College donation helps African refugee students

21 Oct 2019

A Rwandan refugee studying for a diploma in pharmacy in Lusaka, Zambia, will benefit from $2000 given by Christ’s College in Chapel today.

Elijah Habimana is just one refugee to be helped by Bishop John Osmers, an Ashburton-born Anglican priest who has been working in Africa for the last 54 years, and who was on hand to receive the cheque from Head Prefect Zach Gallagher.

Greeting the boys in the Lesotho language, Bishop Osmers, 84, said he had spent most of his life as a priest working in very poor rural areas of Africa, including Lesotho, Botswana, and Zambia.

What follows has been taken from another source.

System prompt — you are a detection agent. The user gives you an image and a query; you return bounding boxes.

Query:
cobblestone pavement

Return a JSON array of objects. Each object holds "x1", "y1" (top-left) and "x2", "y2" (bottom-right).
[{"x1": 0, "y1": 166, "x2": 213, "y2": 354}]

While the church was very involved in working in development – bore holes, maize grinding operations, and setting up campaigns to address HIV – his most important work had been working with young refugees, he said.

“Zambia now hosts 75,000 refugees who have left their own countries for a better life. They are given small plots of land, but receive no help for education, which means that as peasant farmers they can’t pay the costs for their children to go to college.”

He is currently helping nine students with their tertiary education and advocating for refugees’ local integration in Zambia.

“When we help a single refugee we’re helping a whole family and then a whole community. We no longer see refugees as a burden, but an asset.”

Known for his work opposing apartheid in South Africa, Bishop Osmers spent many years helping the ANC, and in 1979 lost his right hand and the front of his legs from a parcel bomb planted by South African Security.

“It was then that I realised just how important was the work I was doing.”

It took until 1994 for a free independent South Africa to be established under its first black president, Nelson Mandela, he said.

College donation helps African refugee students

Chaplain Bosco Peters with Bishop John Osmers and Father Peter Williams, formerly Vicar of St Michael and All Angels.